8 thoughts on “The Internet Causes Idiots

  1. Here’s the thing – while I don’t honestly remember whether I’ve read a book this year or not, I’ve read at the very least one long-form (like minimum 2000+ words) article or blog post a week every week this year, whether I’ve actually gotten off my ass and written something for FD about it or not (I’ll have something up about this week’s later today, I swear). That’s definitely not a thing I even had access to pre-interbutts. I’m also slowly working my way through The Wire, which is honestly far more intellectually stimulating in each of its single hour episodes than the Hunger Games were in the like three hours it took me to blow through that book.
    Some people will be intellectually lazy regardless of the mediums available to them. Some people will be intellectually curious regardless of the mediums available to them. SOME OF US LIKE TO DO BOTH: when I get done reading articles exploring the sociological implications of the purchases of the working poor because I want to be a well-informed responsible citizen who looks at causes rather than symptoms, I go look at pictures of dogs because I like dogs.

  2. The truly scary part to my eyes is this:
    The good news, such as it was in the AP poll, was that 69 per cent actually believe in DNA…
    Insert your preferred method to type the sensation of a brain swallowing its own tongue in befuddlement here.
    That’s like saying you don’t believe in oxygen, but rather invisible magic life beads that must be regularly inhaled to prevent your health meter from reaching zero.
    To paraphrase Neil DeGrasse Tyson: The universe is under no obligation to bend to your beliefs.
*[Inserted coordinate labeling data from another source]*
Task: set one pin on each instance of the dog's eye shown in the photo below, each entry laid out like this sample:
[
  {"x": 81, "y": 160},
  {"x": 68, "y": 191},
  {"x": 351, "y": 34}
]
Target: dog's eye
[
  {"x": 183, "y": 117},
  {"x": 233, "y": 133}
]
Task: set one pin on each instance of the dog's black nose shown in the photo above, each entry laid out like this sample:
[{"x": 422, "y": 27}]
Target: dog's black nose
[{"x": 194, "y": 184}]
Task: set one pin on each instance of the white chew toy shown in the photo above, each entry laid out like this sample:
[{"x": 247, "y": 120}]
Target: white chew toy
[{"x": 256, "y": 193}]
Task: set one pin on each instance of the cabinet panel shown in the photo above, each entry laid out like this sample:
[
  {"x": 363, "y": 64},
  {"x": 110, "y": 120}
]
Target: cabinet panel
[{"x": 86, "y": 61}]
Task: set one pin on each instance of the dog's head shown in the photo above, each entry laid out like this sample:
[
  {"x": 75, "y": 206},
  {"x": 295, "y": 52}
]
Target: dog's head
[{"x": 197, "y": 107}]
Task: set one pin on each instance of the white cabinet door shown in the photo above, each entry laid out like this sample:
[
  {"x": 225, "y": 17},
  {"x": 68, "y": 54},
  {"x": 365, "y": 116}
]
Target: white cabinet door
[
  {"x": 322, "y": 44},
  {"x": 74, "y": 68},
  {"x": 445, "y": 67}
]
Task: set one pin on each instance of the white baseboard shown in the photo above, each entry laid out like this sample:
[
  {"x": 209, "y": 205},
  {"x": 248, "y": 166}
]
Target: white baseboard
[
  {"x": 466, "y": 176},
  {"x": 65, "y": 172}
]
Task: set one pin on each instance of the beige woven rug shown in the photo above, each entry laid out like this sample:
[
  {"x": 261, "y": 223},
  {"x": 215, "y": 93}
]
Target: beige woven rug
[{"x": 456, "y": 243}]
  3. Also, remember that Oprah gave Jenny McCarthy a continuing soap box to preach her dangerous bullshit. Still waiting for Oprah to apologize for that one.

  4. The dumbing down started in earnest in the 1980s when the Reagan administration began its policy of rewarding journalists for good coverage and punishing them for bad coverage. It was usually a graded response, with party invitations first to go, then bad seats and no questions, then moving on to denial of credentials. Before then, the press was just something presidents had to endure, but Reagan ended that policy.
    By the 1990s, the news bureaus were cutting staff and dropping stringers. By the turn of the century, the evening news coverage and mainstream press had all the bite and inquisitiveness of Soviet Life. (Mind you, Soviet Life probably looks hard hitting compared to the Russian media today.) Surely you remember the big network news story on 9/10/2001. It was sharks off the coast of Florida, with video. Network news was anticipating Youtube, and now they complain about it.

  5. Well, I’m apparently one of the weird ones. I probably read 50 books a year.